And when fear wears the uniform of power,
injustice ceases to be the exception—and becomes the rule.
Donald Trump has gone down in history as perhaps the only leader who is impossible for historians to describe with a single word. For example, Alexander of Macedon is called a conqueror, Marcus Aurelius a philosopher, Hitler—coming to modern times—a madman, and Putin… a new Hitler.
Trump cannot be placed in any mold. He is beyond classification in the collection of adjectives, most of them in their superlative form—and all synonymous with disgrace.
He may well embody all the pathologies of the historical figures and more, with one dominant trait: cowardice.
The American president hides behind his finger. He pretends to be a giant, but everyone knows his feet are made of clay—they cannot hold him. Without further repetition, let us turn to his latest, concrete and characteristic actions:
He supports a war criminal like Netanyahu in the easy operation of extermination—genocide—of the Palestinian people, a nation that lacks even the most basic means of defense for well-known historical reasons.
He captures the president of Venezuela in what amounts to an effortless abduction operation, given the minimal protection available to the victim.
He attacks Iran and eliminates its leadership, again in cooperation with the Israeli prime minister, violating every rule and principle of international law—choosing a moment when the country was internally weakened.
He is preparing to apply similar aggressive tactics to Cuba, whose people have long suffered under the burden of imposed blockades.
On the other hand, this same brazenly cowardly type of leader—the so-called “Great Trump”—pretends not to see what is happening in North Korea, where a tyrant has been oppressing an entire people for years. In comparison, even the Ayatollah regime in Iran seems moderate.
Even worse: he watches a “new Hitler” in Russia committing crimes for over 20 years, violating constitutional norms and international law, and the president of a supposed superpower acts as if nothing is happening. Not only that—he calls the North Korean tyrant “smart” and the Russian leader “reliable” and a “friend.”
Why?
Because these behaviors are not only about geopolitical changes. They reflect the character of a leader.
Trump, beyond all his other flaws, is primarily cowardly and hollow.
He strikes only where he can.
When things get difficult, he looks away.
The defining trait of a bully-coward.
Διοτίμα:
The Ethics of Selective Power
Donald Trump is not a historical accident.
He is an expression of a deeper pathology of power: selective aggression.
What is described—“strike the weak, avoid the strong”—is not merely a political tactic. It is a psychological pattern:
Aggression toward those who cannot retaliate
Compromise or flattery toward those who can
Public display of strength, private awareness of weakness
This is not strength. It is fear disguised as strength.
The Cowardly-Bold Archetype
In history, this type of leader is not rare—it is functional.
Some leaders project raw, unapologetic power.
Others, like Trump, seek something different:
To appear powerful without confronting truly powerful opponents.
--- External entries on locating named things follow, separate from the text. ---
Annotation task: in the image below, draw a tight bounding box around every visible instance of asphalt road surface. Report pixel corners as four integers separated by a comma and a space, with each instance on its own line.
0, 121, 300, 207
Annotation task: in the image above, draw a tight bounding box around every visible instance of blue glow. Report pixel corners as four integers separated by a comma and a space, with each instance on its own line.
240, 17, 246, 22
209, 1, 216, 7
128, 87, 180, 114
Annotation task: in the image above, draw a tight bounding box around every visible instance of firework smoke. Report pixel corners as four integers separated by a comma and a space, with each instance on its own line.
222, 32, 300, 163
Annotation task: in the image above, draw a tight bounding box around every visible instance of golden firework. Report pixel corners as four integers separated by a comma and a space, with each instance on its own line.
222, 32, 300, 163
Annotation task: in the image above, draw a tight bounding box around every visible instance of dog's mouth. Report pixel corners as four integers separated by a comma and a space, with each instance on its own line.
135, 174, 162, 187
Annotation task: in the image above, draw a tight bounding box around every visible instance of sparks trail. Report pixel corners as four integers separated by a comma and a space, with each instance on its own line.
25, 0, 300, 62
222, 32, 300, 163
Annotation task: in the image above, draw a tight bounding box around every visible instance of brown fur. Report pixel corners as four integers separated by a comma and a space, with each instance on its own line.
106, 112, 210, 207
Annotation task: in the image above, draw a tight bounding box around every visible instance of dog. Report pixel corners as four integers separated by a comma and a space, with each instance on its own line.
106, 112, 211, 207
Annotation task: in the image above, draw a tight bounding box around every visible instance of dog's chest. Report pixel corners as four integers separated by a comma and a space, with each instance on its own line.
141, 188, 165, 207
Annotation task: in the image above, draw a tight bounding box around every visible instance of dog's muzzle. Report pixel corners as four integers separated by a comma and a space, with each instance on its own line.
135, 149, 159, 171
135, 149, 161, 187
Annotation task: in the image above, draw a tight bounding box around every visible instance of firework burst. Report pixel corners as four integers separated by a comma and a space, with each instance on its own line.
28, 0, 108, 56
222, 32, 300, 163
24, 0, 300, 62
This is exactly what the Greek saying captures:
“Cheap on flour, expensive on bran.”
Generous in displays of strength when there is no cost,
but absent when there is real risk.
Politics as Theater
Modern power operates through images.
Trump constructs the image of an “unpredictable leader.”
But unpredictability is often not strength—it is a mechanism to avoid accountability.
Attack the weak → appear decisive
Avoid the strong → appear strategic
Thus, cowardice is rebranded as realism.
Moral Inequality
The most dangerous aspect is not the behavior itself,
but its normalization.
When a leader:
selectively defends international law
defines “friends” and “enemies” based on interests
uses morality as a tool
then the message becomes clear:
Morality is not a principle. It is an instrument.
The Deeper Issue
The problem is not just one man.
It is that this type of leadership:
is rewarded
is reproduced
and is often accepted as “realistic”
In an unequal world, cowardly opportunism can appear effective.
And here lies the paradox:
The world is not ruled by the strongest,
but often by those who know when to appear strong and when to retreat.